أضاف خلال ظهوره بحلقة “بودكاست”: “لن نحتاج حتى للعمل بعد الآن، يمكننا السماح لهؤلاء المهاجرين غير الشرعيين بالقدوم إلى جنوب إفريقيا للعمل لدينا، كما هو الحال في الإمارات، لا يعمل إلا الأجانب؛ أما العرب فلا يعملون”.

يأتي هذا التصريح، في أعقاب الاحتجاجات المتواصلة بجنوب إفريقيا، على خلفية مناهضة المهاجرين غير النظاميين في أنحاء البلاد، وانتهاء المهلة غير الرسمية لمغادرتهم الأراضي الجنوب إفرقية.
Manifestations en Afrique du Sud
Plusieurs régions d'Afrique du Sud sont le théâtre de manifestations nationales, malgré les importants dispositifs de sécurité mis en place par le gouvernement, qui a déployé des forces de police renforcées par l'armée dans certaines zones, en prévision de ces manifestations.
وأشارت التقارير، إلى اتساع نطاق الاحتجاجات في بعض المناطق، ليتجاوز مجرد قضايا الهجرة؛ حيث ركزت المجموعات المنظمة الرئيسية -بما في ذلك حركة “مارش آند مارش” (March and March)، بشكل أساسي على قضية الهجرة غير النظامية.

Alors que certains manifestants et leurs groupes alliés réclamaient la démission du président Cyril Ramaphosa, exprimant leur mécontentement face aux taux de chômage, de corruption et de criminalité, ainsi qu'à la gestion par le gouvernement des questions d'immigration et de gouvernance.
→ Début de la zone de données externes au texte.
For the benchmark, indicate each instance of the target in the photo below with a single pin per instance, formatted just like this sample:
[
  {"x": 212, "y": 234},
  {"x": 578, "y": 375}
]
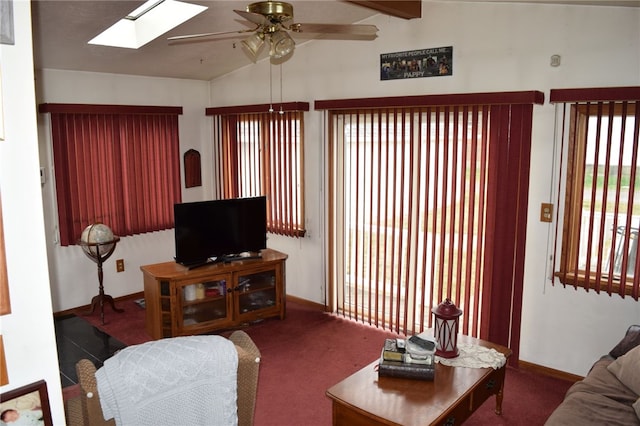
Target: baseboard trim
[
  {"x": 549, "y": 372},
  {"x": 85, "y": 308}
]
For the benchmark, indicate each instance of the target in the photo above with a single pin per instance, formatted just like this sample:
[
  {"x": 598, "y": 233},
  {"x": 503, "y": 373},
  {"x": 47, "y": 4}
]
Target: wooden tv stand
[{"x": 182, "y": 301}]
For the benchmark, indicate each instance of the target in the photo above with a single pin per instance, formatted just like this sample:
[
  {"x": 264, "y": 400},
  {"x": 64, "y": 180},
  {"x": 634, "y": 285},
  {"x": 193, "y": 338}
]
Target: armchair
[{"x": 247, "y": 380}]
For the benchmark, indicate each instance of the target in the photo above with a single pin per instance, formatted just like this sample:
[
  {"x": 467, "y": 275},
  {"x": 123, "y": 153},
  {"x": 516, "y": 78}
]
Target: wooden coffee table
[{"x": 456, "y": 392}]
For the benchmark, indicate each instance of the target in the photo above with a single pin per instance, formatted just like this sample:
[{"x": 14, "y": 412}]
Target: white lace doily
[{"x": 474, "y": 356}]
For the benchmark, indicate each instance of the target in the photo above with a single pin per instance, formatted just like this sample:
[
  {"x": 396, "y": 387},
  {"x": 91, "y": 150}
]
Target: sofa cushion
[
  {"x": 630, "y": 341},
  {"x": 626, "y": 369}
]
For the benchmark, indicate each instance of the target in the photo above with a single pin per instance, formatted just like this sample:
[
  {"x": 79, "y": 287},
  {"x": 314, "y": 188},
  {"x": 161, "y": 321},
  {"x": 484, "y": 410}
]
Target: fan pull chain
[{"x": 281, "y": 111}]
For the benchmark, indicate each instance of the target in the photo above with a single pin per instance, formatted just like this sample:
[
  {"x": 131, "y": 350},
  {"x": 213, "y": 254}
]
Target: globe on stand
[{"x": 98, "y": 243}]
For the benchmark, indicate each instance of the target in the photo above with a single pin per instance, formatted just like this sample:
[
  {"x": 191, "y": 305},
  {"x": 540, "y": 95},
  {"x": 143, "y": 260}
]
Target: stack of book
[{"x": 412, "y": 358}]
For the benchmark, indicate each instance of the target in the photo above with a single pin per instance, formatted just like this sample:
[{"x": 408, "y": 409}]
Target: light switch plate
[{"x": 546, "y": 212}]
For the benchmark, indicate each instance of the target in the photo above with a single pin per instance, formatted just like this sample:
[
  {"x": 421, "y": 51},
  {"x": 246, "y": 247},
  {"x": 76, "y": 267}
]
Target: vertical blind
[
  {"x": 599, "y": 138},
  {"x": 262, "y": 153},
  {"x": 427, "y": 200},
  {"x": 118, "y": 165}
]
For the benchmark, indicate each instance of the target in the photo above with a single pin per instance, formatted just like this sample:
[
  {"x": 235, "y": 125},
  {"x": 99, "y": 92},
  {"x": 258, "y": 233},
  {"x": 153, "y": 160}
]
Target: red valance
[
  {"x": 503, "y": 98},
  {"x": 108, "y": 109}
]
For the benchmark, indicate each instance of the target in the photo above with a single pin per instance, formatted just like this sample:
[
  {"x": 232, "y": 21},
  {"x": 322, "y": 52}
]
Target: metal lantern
[{"x": 445, "y": 331}]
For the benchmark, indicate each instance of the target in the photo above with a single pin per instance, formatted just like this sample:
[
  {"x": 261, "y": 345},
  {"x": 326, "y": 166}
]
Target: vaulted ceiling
[{"x": 61, "y": 30}]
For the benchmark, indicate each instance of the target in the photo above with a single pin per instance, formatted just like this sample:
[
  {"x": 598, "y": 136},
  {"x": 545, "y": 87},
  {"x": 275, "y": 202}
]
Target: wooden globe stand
[{"x": 99, "y": 257}]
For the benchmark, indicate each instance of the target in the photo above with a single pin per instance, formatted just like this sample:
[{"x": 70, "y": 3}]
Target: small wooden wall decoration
[{"x": 192, "y": 172}]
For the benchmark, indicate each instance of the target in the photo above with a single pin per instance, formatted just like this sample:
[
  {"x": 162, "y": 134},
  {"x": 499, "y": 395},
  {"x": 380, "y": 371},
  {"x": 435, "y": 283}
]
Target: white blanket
[{"x": 178, "y": 381}]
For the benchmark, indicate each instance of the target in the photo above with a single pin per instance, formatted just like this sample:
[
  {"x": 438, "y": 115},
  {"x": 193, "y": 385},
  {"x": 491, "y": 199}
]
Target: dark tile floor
[{"x": 77, "y": 339}]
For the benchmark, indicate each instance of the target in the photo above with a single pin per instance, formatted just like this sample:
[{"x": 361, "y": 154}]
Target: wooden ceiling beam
[{"x": 409, "y": 9}]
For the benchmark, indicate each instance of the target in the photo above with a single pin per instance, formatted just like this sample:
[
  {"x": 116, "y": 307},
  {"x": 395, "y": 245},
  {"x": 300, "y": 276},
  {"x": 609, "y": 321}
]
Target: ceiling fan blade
[
  {"x": 194, "y": 36},
  {"x": 357, "y": 30},
  {"x": 256, "y": 18}
]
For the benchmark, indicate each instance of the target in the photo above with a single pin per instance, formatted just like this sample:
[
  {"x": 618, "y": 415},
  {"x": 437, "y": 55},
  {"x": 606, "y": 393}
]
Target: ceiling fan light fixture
[
  {"x": 281, "y": 44},
  {"x": 253, "y": 44}
]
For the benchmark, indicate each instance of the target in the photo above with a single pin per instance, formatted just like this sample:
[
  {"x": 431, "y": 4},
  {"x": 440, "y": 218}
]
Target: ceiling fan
[{"x": 273, "y": 20}]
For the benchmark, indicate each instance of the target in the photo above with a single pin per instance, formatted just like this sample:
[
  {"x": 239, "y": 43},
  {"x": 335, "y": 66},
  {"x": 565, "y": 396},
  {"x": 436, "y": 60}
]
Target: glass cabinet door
[
  {"x": 256, "y": 291},
  {"x": 203, "y": 302}
]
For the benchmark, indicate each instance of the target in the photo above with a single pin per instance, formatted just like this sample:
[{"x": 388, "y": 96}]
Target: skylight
[{"x": 147, "y": 22}]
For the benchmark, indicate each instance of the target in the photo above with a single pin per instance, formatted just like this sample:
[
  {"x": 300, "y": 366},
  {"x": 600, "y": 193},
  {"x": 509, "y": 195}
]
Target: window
[
  {"x": 600, "y": 196},
  {"x": 261, "y": 152},
  {"x": 118, "y": 165},
  {"x": 427, "y": 200}
]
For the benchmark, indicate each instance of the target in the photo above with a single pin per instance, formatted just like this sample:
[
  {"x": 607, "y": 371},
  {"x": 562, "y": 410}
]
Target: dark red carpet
[{"x": 310, "y": 351}]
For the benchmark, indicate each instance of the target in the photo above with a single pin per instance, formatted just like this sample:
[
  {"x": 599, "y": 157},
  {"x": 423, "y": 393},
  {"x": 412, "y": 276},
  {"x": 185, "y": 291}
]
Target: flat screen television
[{"x": 219, "y": 230}]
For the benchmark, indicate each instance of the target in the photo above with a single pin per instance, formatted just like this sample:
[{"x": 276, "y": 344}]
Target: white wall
[
  {"x": 28, "y": 332},
  {"x": 497, "y": 47}
]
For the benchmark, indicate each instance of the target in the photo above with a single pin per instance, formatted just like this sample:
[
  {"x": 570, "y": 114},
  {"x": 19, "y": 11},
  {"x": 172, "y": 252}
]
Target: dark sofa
[{"x": 610, "y": 393}]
Des milliers de personnes manifestent contre l'expulsion des migrants.
À l'approche de l'échéance non officielle, des milliers de personnes, principalement des Malawites et des Zimbabwéens, se sont rassemblées mardi au Cap et à Johannesburg, attendant de l'aide pour rentrer chez elles après avoir fui les violences xénophobes à travers l'Afrique du Sud.
L'Autorité de gestion des frontières a indiqué à l'AFP qu'environ 25 000 personnes ont été renvoyées d'Afrique du Sud dans leur pays ces dernières semaines, alors que les manifestations de groupes armés soutenus par des citoyens se sont intensifiées.
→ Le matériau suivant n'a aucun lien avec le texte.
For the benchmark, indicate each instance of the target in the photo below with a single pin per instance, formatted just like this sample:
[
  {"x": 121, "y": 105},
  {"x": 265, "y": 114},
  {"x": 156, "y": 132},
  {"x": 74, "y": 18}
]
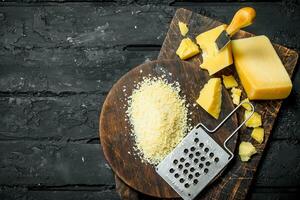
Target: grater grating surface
[{"x": 196, "y": 160}]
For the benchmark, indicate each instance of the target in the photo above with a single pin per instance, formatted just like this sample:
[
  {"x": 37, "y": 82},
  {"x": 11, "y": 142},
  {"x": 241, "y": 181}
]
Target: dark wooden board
[
  {"x": 115, "y": 131},
  {"x": 237, "y": 180}
]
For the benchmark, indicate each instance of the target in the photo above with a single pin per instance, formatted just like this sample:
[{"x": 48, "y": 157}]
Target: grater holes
[
  {"x": 187, "y": 164},
  {"x": 185, "y": 151},
  {"x": 180, "y": 166},
  {"x": 206, "y": 149}
]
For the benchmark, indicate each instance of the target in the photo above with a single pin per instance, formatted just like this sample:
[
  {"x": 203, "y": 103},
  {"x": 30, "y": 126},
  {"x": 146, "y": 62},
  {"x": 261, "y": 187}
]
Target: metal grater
[{"x": 197, "y": 160}]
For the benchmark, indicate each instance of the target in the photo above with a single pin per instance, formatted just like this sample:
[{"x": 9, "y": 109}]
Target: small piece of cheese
[
  {"x": 183, "y": 28},
  {"x": 258, "y": 134},
  {"x": 236, "y": 95},
  {"x": 213, "y": 59},
  {"x": 260, "y": 69},
  {"x": 254, "y": 121},
  {"x": 187, "y": 49},
  {"x": 246, "y": 150},
  {"x": 229, "y": 81},
  {"x": 210, "y": 97},
  {"x": 246, "y": 105}
]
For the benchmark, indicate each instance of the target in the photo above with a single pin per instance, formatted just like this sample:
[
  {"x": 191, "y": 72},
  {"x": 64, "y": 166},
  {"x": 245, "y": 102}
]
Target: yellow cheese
[
  {"x": 183, "y": 28},
  {"x": 213, "y": 59},
  {"x": 236, "y": 95},
  {"x": 254, "y": 121},
  {"x": 210, "y": 97},
  {"x": 187, "y": 49},
  {"x": 246, "y": 150},
  {"x": 245, "y": 105},
  {"x": 229, "y": 81},
  {"x": 258, "y": 134},
  {"x": 260, "y": 69}
]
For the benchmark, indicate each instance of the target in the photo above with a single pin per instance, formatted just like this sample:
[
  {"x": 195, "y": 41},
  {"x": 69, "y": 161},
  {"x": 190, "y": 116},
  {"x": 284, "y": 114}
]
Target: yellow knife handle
[{"x": 242, "y": 18}]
Depuis ce matin, la police sud-africaine a été déployée mardi pour prévenir les troubles et les manifestations durant la période de préavis non officielle fixée par des groupes citoyens pour que les immigrants illégaux quittent le pays, ce qui a déjà poussé des milliers de personnes à fuir.
Des policiers ont été déployés en grand nombre pour prévenir les violences attendues durant la journée, tandis que des centaines de ressortissants étrangers fuyaient vers plusieurs villes, cherchant d'urgence de l'aide pour quitter le pays.
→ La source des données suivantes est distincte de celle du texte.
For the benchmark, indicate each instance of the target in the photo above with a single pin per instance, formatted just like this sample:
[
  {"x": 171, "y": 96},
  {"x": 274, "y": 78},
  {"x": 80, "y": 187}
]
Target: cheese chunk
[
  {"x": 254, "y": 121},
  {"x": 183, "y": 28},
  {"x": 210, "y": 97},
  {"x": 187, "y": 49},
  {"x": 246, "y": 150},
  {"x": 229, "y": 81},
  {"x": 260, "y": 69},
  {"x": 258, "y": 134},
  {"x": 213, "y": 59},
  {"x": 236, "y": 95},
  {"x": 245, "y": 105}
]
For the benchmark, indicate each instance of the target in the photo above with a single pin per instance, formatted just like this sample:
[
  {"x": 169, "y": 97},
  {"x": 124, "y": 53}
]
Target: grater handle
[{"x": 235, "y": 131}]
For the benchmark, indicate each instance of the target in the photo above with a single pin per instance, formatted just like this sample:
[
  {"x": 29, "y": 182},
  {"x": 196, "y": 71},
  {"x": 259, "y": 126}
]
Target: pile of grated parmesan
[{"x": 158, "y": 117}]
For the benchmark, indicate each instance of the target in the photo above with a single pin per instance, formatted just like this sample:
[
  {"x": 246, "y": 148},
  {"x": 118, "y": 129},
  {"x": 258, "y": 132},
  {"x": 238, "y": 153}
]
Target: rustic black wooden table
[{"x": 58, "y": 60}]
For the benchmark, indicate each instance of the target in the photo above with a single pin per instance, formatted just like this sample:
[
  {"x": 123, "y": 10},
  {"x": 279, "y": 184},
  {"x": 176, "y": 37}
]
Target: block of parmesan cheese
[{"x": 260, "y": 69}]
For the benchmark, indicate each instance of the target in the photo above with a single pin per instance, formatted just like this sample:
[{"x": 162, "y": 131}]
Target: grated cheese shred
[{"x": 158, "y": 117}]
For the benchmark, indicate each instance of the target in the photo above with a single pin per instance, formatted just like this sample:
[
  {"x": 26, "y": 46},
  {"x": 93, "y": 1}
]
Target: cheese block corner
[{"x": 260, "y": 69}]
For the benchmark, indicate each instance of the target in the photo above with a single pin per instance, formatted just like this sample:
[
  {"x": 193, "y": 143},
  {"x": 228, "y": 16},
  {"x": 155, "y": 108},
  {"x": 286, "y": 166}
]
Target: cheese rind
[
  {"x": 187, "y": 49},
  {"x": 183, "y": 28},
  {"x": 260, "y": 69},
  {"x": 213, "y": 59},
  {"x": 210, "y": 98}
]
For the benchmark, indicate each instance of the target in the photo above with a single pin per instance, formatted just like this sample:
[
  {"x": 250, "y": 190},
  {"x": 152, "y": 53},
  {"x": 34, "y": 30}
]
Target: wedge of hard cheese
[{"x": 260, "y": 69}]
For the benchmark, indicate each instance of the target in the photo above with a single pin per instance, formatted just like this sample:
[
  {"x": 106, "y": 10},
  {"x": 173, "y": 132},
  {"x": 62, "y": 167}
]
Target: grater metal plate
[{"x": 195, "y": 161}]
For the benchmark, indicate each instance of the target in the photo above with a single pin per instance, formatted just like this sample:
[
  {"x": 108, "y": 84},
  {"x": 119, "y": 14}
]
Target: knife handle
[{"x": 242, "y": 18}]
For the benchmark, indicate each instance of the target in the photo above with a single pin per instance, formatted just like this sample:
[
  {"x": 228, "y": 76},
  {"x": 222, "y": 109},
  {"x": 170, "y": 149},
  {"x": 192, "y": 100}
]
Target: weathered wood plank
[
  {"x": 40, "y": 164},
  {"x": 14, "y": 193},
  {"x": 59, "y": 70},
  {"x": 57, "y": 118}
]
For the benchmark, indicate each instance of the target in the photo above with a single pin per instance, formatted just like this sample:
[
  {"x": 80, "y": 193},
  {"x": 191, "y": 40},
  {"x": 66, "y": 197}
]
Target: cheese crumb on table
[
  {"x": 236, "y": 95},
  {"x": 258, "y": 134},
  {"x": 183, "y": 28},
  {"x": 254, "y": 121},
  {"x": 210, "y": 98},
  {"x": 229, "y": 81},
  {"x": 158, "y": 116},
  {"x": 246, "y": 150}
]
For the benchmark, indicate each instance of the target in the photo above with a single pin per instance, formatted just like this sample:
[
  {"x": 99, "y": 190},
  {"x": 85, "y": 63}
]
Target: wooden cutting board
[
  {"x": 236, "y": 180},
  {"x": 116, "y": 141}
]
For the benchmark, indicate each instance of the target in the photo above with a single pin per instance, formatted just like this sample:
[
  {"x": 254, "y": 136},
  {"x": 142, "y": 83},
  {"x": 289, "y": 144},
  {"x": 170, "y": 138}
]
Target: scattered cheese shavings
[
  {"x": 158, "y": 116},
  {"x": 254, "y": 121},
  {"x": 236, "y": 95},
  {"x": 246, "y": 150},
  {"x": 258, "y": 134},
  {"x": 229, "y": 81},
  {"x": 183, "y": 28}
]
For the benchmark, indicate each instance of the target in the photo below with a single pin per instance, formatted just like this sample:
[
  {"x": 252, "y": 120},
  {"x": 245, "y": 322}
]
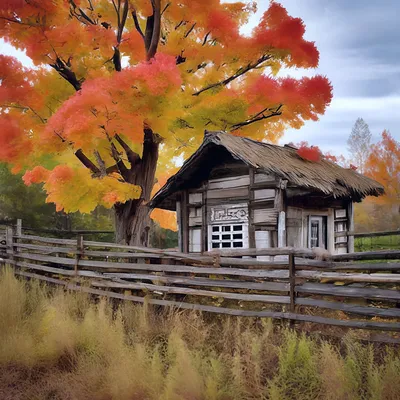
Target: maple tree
[{"x": 121, "y": 88}]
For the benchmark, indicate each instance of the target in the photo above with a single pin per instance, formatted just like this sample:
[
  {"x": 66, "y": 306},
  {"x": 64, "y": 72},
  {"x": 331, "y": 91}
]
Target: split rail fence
[{"x": 362, "y": 287}]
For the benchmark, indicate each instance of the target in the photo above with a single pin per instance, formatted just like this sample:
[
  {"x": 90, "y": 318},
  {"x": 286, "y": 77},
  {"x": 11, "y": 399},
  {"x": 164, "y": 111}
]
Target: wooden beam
[
  {"x": 204, "y": 223},
  {"x": 185, "y": 221},
  {"x": 252, "y": 236},
  {"x": 292, "y": 283},
  {"x": 350, "y": 227},
  {"x": 280, "y": 207}
]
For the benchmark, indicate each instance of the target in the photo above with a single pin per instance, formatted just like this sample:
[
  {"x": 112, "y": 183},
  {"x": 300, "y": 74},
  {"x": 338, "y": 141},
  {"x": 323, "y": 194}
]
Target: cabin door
[{"x": 317, "y": 232}]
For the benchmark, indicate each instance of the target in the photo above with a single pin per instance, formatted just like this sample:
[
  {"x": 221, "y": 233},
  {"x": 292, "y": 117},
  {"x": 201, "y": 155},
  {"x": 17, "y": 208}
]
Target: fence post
[
  {"x": 292, "y": 282},
  {"x": 10, "y": 243},
  {"x": 79, "y": 252},
  {"x": 18, "y": 231}
]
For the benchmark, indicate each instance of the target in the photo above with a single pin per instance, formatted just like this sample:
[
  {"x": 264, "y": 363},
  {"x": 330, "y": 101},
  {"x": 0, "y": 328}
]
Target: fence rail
[{"x": 296, "y": 287}]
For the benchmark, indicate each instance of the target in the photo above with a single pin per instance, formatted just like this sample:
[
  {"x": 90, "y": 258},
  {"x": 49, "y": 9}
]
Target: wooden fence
[{"x": 298, "y": 287}]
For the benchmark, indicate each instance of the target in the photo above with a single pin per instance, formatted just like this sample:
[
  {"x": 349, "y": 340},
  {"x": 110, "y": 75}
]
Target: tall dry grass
[{"x": 57, "y": 345}]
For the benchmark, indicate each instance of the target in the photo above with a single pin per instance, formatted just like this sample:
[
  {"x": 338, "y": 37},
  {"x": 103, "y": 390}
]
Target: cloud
[{"x": 7, "y": 49}]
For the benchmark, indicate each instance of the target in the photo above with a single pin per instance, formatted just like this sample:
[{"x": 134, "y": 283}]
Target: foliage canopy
[{"x": 112, "y": 76}]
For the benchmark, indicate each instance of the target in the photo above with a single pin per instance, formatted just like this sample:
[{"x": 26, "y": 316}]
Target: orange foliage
[
  {"x": 166, "y": 219},
  {"x": 310, "y": 153},
  {"x": 91, "y": 84},
  {"x": 383, "y": 165}
]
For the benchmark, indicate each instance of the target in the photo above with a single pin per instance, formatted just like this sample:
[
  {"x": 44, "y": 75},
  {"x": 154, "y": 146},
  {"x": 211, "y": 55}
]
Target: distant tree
[
  {"x": 383, "y": 165},
  {"x": 121, "y": 88},
  {"x": 29, "y": 204},
  {"x": 359, "y": 143},
  {"x": 20, "y": 201}
]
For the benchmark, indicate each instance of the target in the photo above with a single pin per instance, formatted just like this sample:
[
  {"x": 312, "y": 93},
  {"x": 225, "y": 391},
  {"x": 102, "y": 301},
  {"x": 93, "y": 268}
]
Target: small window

Des migrants tués lors de l'escalade des manifestations
Au moins deux Mozambicains, un Éthiopien et un Malawien ont été tués ces dernières semaines dans des violences xénophobes, et plusieurs gouvernements africains ont organisé des vols ou des bus pour rapatrier leurs citoyens.